Participant names have been redacted to respect the privacy of the safe space. 

The silence was deafening. In your face. Powerful.

As students trickled into the Center for Race, Ethnicity, & Diversity Education (CREDE) Wednesday evening, looking for a space to process the events of the day — Donald Trump's victory in the 2016 presidential election — they had little to say as they sat down and waited for the program to begin. A couple of students engaged in small talk with their neighbor as they settled in, but conversations were far and few, often ending after a minute and replaced with pensive silence. 

The safe space, co-hosted by a variety of Elon's racial, ethnic and diversity student organizations, invited students to gather in the CREDE Wednesday at 8:30 p.m. to reflect, share their thoughts and find strength in the company of others.

Sophomore, Nikki Manderico, president of the Asian-Pacific Student Association (APSA), led the event by using music to facilitate discussion. While Manderico performed Christian music, students were repeatedly encouraged to request songs from a variety of faith backgrounds and languages. Between songs, students were given a period to take the floor and talk. During the first pause, one student spoke. But in the second and third pauses, a heavy silence returned. 

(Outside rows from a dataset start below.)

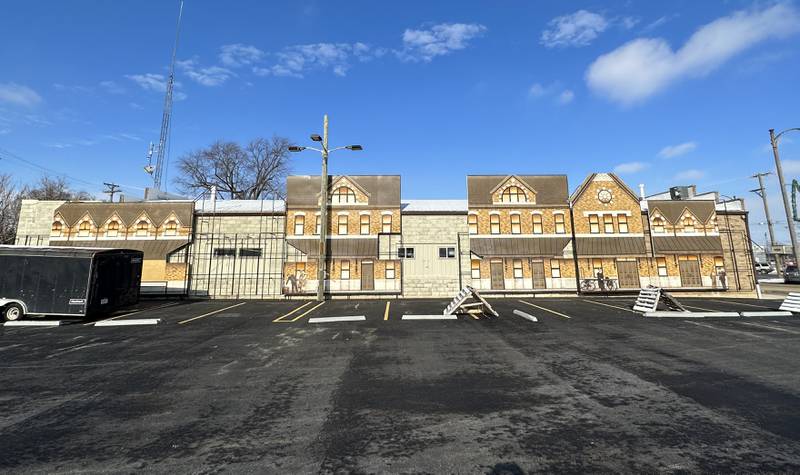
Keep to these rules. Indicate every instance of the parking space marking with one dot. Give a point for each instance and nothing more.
(349, 318)
(612, 306)
(210, 313)
(793, 332)
(304, 313)
(737, 332)
(546, 309)
(741, 303)
(280, 319)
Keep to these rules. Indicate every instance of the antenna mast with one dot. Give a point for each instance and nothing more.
(160, 148)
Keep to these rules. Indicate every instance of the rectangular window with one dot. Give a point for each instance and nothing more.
(537, 223)
(494, 223)
(517, 268)
(555, 268)
(608, 224)
(475, 266)
(622, 223)
(516, 226)
(405, 252)
(661, 263)
(447, 252)
(472, 221)
(594, 224)
(249, 252)
(560, 226)
(299, 224)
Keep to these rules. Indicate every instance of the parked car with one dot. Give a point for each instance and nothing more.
(764, 267)
(791, 275)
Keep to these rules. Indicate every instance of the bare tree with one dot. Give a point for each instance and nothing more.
(254, 171)
(9, 210)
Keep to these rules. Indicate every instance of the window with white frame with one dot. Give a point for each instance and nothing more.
(516, 225)
(536, 219)
(559, 221)
(472, 222)
(299, 224)
(494, 223)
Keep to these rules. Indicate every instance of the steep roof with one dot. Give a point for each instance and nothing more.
(550, 189)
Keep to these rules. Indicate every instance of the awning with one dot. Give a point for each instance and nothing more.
(517, 247)
(687, 245)
(152, 249)
(357, 248)
(611, 246)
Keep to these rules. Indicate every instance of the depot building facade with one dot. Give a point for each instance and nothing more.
(513, 235)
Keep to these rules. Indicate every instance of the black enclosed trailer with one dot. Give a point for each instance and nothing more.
(67, 281)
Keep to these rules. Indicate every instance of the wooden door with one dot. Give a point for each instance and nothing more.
(628, 274)
(367, 275)
(496, 268)
(537, 273)
(690, 273)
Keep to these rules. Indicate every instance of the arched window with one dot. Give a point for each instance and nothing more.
(84, 229)
(513, 194)
(113, 229)
(142, 228)
(343, 195)
(171, 229)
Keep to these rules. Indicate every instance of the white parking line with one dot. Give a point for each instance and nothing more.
(429, 317)
(132, 321)
(349, 318)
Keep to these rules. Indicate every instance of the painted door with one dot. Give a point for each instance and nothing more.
(367, 275)
(496, 268)
(628, 273)
(537, 273)
(690, 273)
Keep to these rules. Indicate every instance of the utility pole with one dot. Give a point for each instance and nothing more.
(323, 213)
(111, 190)
(789, 218)
(763, 194)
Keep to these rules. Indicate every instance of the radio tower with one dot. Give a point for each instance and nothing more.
(160, 149)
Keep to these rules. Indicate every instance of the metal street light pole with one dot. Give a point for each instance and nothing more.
(779, 169)
(323, 203)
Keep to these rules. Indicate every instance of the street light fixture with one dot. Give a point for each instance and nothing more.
(323, 202)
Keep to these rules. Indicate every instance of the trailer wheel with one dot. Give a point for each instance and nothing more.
(13, 311)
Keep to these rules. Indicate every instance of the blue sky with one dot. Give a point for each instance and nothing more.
(662, 92)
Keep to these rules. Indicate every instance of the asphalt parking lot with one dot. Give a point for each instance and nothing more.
(248, 386)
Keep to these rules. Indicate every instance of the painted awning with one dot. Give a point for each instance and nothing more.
(519, 247)
(611, 246)
(687, 245)
(357, 248)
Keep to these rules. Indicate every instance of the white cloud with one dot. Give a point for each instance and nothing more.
(17, 94)
(576, 29)
(566, 96)
(295, 61)
(645, 66)
(210, 76)
(438, 40)
(671, 151)
(238, 54)
(629, 168)
(689, 175)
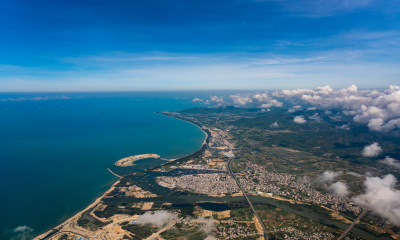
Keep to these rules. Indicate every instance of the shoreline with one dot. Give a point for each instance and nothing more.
(56, 229)
(201, 149)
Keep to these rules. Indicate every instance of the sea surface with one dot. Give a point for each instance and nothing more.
(55, 149)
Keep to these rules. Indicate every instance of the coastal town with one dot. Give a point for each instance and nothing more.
(206, 174)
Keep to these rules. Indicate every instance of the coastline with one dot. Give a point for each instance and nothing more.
(194, 154)
(53, 231)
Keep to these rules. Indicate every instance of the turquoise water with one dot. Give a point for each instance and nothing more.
(55, 150)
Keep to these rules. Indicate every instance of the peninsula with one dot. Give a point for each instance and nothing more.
(129, 161)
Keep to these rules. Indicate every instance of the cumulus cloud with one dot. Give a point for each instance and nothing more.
(215, 100)
(381, 197)
(344, 127)
(39, 98)
(379, 110)
(22, 233)
(157, 218)
(274, 125)
(299, 119)
(272, 103)
(339, 188)
(328, 176)
(372, 150)
(241, 100)
(316, 117)
(391, 162)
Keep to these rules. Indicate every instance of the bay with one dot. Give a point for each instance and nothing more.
(55, 148)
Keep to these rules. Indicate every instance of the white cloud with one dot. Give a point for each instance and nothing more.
(381, 197)
(328, 176)
(215, 100)
(391, 162)
(372, 150)
(316, 117)
(344, 127)
(241, 100)
(274, 125)
(379, 110)
(158, 218)
(339, 188)
(272, 103)
(299, 119)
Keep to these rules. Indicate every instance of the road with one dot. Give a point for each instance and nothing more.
(353, 224)
(247, 198)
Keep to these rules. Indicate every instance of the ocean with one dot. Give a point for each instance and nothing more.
(55, 149)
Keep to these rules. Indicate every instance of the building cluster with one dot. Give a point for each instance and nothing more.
(212, 184)
(257, 178)
(295, 234)
(233, 230)
(135, 191)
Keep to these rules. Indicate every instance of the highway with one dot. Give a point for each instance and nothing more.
(247, 198)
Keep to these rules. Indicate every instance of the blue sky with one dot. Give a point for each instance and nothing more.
(127, 45)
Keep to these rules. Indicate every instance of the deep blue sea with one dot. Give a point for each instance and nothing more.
(55, 148)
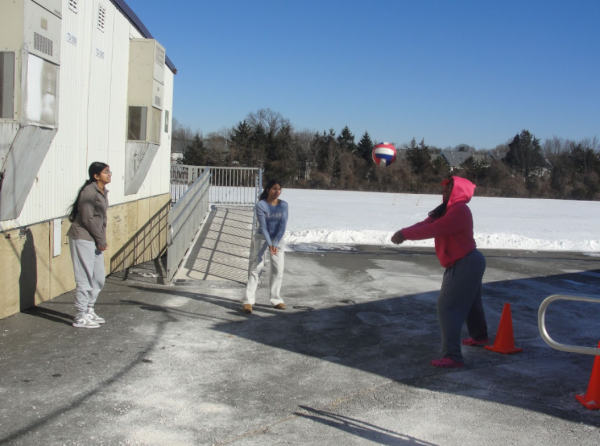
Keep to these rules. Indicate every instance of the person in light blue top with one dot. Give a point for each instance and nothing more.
(272, 215)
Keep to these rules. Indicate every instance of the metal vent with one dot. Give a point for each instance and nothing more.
(101, 17)
(160, 56)
(7, 84)
(42, 44)
(136, 126)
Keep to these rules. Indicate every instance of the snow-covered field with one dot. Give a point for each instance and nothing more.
(369, 218)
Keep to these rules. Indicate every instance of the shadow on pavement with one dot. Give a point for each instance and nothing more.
(397, 337)
(359, 428)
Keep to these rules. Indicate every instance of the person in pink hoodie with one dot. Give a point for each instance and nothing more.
(451, 226)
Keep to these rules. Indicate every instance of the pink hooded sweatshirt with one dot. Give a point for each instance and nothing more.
(453, 232)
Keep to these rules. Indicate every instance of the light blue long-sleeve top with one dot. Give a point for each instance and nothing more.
(272, 220)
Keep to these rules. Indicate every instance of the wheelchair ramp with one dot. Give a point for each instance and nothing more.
(222, 249)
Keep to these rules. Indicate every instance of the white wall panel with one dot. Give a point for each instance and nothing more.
(92, 116)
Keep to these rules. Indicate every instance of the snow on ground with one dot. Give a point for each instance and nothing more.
(347, 218)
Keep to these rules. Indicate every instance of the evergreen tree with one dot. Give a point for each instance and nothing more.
(281, 161)
(525, 154)
(195, 154)
(418, 156)
(241, 144)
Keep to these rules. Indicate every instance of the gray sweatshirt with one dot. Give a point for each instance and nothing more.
(90, 222)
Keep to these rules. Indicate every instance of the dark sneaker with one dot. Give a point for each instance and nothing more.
(84, 322)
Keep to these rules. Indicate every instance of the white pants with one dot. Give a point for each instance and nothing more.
(257, 262)
(88, 266)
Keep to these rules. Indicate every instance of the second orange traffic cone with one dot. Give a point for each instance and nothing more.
(591, 399)
(505, 341)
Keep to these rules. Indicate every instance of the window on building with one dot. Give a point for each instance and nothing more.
(155, 131)
(7, 85)
(136, 126)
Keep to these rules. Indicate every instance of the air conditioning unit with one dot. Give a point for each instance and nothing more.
(30, 41)
(145, 90)
(30, 37)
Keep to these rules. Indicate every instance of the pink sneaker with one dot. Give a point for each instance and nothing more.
(447, 363)
(473, 343)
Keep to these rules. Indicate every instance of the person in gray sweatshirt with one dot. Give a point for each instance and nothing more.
(87, 242)
(272, 215)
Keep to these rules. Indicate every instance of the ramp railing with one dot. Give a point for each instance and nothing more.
(542, 324)
(229, 185)
(185, 218)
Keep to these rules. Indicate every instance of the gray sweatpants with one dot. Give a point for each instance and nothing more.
(88, 266)
(460, 300)
(259, 252)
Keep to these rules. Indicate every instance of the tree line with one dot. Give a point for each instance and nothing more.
(521, 167)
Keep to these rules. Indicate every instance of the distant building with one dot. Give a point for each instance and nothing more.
(454, 158)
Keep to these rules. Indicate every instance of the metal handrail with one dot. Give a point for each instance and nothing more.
(185, 218)
(542, 324)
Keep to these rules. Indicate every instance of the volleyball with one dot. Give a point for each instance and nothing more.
(384, 154)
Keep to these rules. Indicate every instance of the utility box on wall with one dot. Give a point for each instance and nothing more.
(30, 37)
(145, 90)
(144, 112)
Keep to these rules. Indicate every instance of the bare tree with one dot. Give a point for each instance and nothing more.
(271, 121)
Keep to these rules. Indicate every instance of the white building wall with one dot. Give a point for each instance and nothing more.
(93, 116)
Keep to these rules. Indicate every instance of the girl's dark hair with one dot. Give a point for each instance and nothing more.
(94, 169)
(268, 186)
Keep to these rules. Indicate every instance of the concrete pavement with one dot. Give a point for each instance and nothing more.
(347, 363)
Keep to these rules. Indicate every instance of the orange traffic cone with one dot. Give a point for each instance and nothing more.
(505, 342)
(591, 399)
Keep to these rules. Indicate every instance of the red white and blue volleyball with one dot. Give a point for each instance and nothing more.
(384, 154)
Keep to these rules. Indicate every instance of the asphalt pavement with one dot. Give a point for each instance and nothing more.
(346, 364)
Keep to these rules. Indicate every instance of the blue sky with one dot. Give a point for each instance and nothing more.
(475, 72)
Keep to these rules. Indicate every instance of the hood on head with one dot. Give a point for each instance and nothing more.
(462, 192)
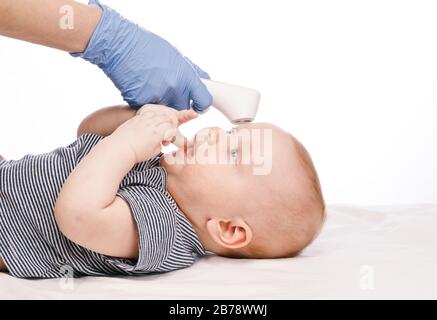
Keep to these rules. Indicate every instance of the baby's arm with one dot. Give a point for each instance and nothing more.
(104, 121)
(87, 210)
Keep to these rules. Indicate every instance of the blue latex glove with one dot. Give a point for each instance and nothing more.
(143, 66)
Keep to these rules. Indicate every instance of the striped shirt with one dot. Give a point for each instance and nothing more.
(33, 247)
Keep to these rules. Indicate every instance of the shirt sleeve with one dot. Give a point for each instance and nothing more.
(156, 222)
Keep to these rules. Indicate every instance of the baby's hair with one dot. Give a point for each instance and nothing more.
(299, 218)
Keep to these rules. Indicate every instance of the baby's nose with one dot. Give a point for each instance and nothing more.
(209, 135)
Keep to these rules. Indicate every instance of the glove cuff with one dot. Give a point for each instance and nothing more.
(112, 32)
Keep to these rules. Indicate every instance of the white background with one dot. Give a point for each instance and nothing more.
(355, 81)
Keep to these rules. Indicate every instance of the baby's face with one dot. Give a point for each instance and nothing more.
(248, 181)
(226, 168)
(224, 156)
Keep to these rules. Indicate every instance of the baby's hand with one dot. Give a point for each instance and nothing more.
(152, 127)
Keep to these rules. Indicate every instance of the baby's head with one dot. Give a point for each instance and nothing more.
(252, 192)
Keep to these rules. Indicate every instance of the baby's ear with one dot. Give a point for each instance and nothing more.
(232, 233)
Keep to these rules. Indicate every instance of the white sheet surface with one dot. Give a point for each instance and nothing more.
(363, 252)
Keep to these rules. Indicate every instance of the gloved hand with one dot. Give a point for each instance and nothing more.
(144, 67)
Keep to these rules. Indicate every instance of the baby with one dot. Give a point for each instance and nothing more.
(111, 203)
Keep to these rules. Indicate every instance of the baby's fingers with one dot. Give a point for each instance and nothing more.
(185, 116)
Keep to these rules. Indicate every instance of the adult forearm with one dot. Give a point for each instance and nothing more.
(62, 24)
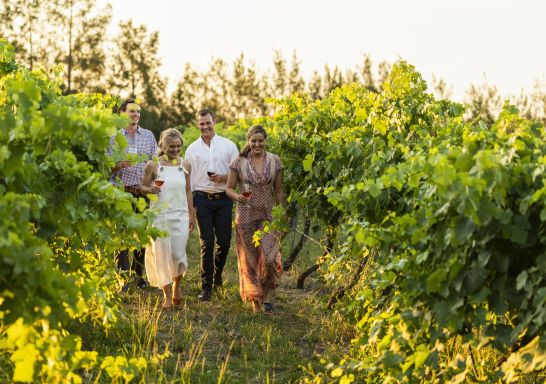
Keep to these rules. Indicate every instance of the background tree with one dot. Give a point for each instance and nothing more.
(134, 72)
(24, 25)
(79, 44)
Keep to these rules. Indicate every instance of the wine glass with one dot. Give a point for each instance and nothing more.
(159, 181)
(246, 191)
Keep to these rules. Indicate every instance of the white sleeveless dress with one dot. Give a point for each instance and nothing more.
(166, 256)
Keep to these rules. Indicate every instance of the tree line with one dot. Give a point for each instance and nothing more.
(74, 35)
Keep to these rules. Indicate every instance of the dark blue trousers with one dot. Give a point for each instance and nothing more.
(214, 222)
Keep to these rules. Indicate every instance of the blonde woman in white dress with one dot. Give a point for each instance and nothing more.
(169, 178)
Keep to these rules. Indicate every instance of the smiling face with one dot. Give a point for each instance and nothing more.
(173, 148)
(133, 111)
(206, 126)
(257, 143)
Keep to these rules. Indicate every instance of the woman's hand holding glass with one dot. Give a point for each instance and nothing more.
(155, 188)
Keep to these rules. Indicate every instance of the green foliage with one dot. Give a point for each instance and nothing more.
(61, 222)
(454, 215)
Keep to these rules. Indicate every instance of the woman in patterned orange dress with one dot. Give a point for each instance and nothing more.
(261, 173)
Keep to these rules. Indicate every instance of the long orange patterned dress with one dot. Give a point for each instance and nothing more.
(259, 267)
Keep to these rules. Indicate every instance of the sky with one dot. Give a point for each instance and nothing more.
(501, 42)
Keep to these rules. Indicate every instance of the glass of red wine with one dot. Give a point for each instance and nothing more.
(246, 191)
(159, 182)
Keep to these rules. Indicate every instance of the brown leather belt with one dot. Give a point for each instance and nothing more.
(211, 196)
(133, 189)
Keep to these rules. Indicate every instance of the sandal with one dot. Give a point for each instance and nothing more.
(268, 308)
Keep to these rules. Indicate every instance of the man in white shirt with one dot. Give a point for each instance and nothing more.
(210, 156)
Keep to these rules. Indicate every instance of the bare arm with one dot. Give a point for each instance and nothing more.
(187, 166)
(150, 173)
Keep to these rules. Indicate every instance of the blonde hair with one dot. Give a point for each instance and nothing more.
(252, 131)
(166, 137)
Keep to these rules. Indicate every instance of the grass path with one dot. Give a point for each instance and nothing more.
(222, 340)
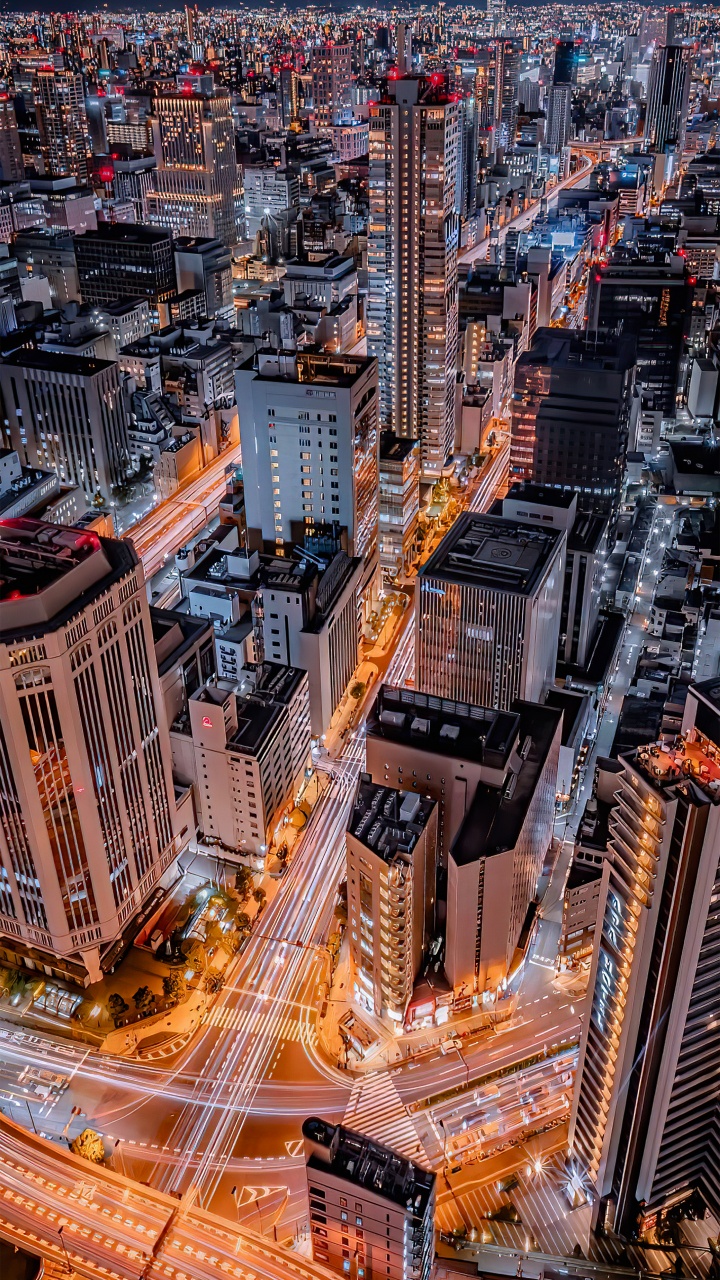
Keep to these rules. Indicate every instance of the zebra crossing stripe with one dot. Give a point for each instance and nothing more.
(374, 1109)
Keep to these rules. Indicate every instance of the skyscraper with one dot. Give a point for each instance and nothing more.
(488, 612)
(68, 415)
(89, 822)
(331, 67)
(565, 60)
(511, 60)
(411, 315)
(570, 414)
(391, 886)
(668, 94)
(648, 295)
(559, 104)
(196, 177)
(62, 119)
(391, 1206)
(12, 168)
(123, 260)
(646, 1115)
(309, 433)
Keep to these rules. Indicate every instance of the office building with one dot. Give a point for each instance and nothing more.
(565, 62)
(299, 611)
(270, 196)
(205, 264)
(245, 748)
(586, 556)
(488, 612)
(668, 94)
(411, 315)
(309, 434)
(372, 1211)
(126, 321)
(67, 415)
(647, 295)
(12, 168)
(122, 260)
(399, 502)
(493, 776)
(331, 68)
(647, 1105)
(90, 819)
(572, 410)
(290, 95)
(194, 186)
(391, 886)
(62, 120)
(50, 255)
(557, 127)
(510, 86)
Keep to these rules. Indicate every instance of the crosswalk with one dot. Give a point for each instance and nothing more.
(237, 1019)
(374, 1107)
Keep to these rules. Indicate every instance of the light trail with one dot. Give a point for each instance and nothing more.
(86, 1217)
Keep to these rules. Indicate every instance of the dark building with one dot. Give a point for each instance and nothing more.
(648, 295)
(668, 94)
(388, 1225)
(123, 260)
(645, 1130)
(570, 415)
(565, 62)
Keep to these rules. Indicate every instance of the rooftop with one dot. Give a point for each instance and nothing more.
(495, 819)
(387, 821)
(49, 574)
(395, 448)
(446, 727)
(58, 362)
(493, 553)
(367, 1164)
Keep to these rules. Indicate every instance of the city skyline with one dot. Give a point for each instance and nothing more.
(360, 641)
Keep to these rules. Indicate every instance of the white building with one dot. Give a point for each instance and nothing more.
(245, 749)
(413, 237)
(269, 192)
(310, 444)
(90, 818)
(488, 612)
(369, 1206)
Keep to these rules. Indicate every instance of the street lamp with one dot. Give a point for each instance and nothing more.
(68, 1267)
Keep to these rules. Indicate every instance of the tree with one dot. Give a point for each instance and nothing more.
(144, 1001)
(174, 987)
(244, 882)
(90, 1146)
(117, 1008)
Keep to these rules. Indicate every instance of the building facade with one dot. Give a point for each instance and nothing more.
(372, 1211)
(391, 883)
(413, 233)
(89, 818)
(68, 415)
(62, 120)
(646, 1109)
(488, 612)
(194, 186)
(310, 440)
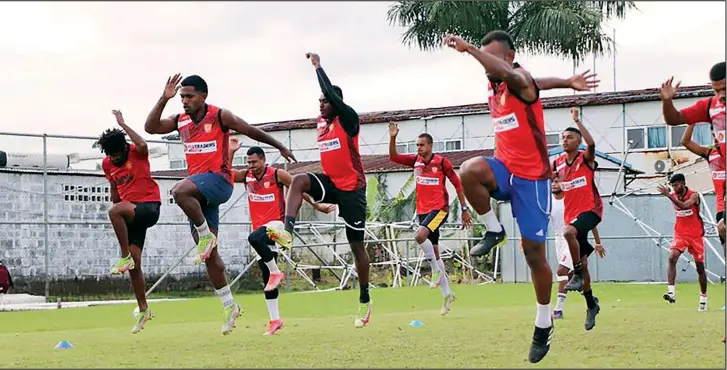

After one student broke the silence following the fourth song, students began to open up about the thoughts that had been lingering on their minds all day. 

"I feel like I can't speak Spanish in public, and I feel like I have to remove my stickers that are in Spanish off of my water bottle, and I feel like I can't just talk to my mom on the phone, and I feel like I can't just express who I am anymore," one student said. "This is probably the first time in my life I've felt so unwanted and so hated and the first time where I really don't feel like I really am an American, even though I am."

"For me, when I was walking across campus today, the only thing I felt like — we still have to put on this face, and it's tiring," another student said. "It's honestly tiring."

"I know personally, for myself — I'm gonna regret this tomorrow — but it was really hard to me to look a white person in the eyes today," an African-American female student said. "I couldn't do it, because I didn't know if they were a Clinton supporter or a Trump supporter and that hurt me. ... It's scary to think that, because of one man's hatred, I'm being biased against one race because not everybody has the same belief that Trump does."

Many students nodded in agreement of the difficult statement. A different student added, "Today, walking across campus, the silence was very noticeable."

"I don't necessarily hate Trump," one student said. "I just hate the platform that he stands for in the sense that his whole entire campaign is rooted in hatred."

While hurt, fear, anger and confusion were the main emotions of night, hope also made an appearance.

"I think that [hope] is important to continue and go forward and process," one student said. "If the president of the United States can sit in the same room as Donald Trump tomorrow and look him in the eyes ... We can do anything."